The five-day week was still two or three generations away and Saturday was no different from Monday, whether you were labouring on piece-work or in shifts. If you wanted to play football or otherwise pleasure yourself on the sixth day, you forfeited that part of your wage. There was the rub. Many of the finest rugby footballers in the land simply couldn't afford to. These were rules codified by men who could take time off from their properties, their businesses and professions whenever they had a mind to play games, to go fishing, to hunt fox, to shoot birds. But gradually a number of northern clubs sought to revise them, and it is likely that they were impelled by a desire to maintain their success on the field as much as by any considerations of equity off it. For the North had become the English stronghold of rugby.
The very first fixture between county sides was Lancashire versus Yorkshire, arranged up there the year before the RFU was formed. After only 4,000 people turned up at The Oval to watch England play Scotland in 1878, home internationals were removed to Manchester, where 'an unprecedented crowd' was overflowing the ground within a few years. When the ardent Welsh sought opponents who could match their own mettle in club matches, it was to the crack sides in the North that they looked most of all.

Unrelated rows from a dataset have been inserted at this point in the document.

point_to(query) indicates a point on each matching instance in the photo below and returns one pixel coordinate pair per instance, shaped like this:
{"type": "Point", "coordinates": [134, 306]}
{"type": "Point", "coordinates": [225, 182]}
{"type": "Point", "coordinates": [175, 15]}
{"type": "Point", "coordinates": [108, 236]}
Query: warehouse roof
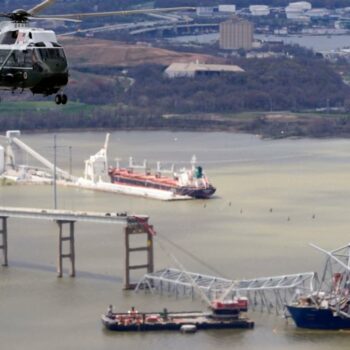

The dominance of Northcountrymen, not only in English but in British rugby at this time, may be seen in the team selected to tour Australia and New Zealand in 1888, which was as follows:
BACKS, J. T. Haslam (Batley, Yorkshire and North), A. Paul (Swinton); THREE-QUARTERS, H. C. Speakman (Runcorn, Cheshire), H. Brooks (Edinburgh University, Durham), J. Anderton (Salford, North), A. E. Stoddart (Blackheath, Middlesex, England); HALF-BACKS, W. Bumby (Swinton, Lancashire), J. Nolan (Rochdale Hornets, Lancashire), W. Burnett (Hawick); FORWARDS, C. Mathers (Bramley, Yorkshire, North), S. Williams (Salford, Lancashire, North), T. Banks (Swinton, Lancashire), R. L. Seddon (Swinton, Lancashire, England), H. Eagles (Swinton, Lancashire, England), A. J. Stuart (Dewsbury, Yorkshire), W. H. Thomas (Cambridge University, Wales), J. P. Clowes (Halifax, Yorkshire), T. Kent (Salford, Lancashire, England), A. J. Penketh (Douglas, Isle of Man), R. Burnett (Hawick), A. J. Laing (Hawick).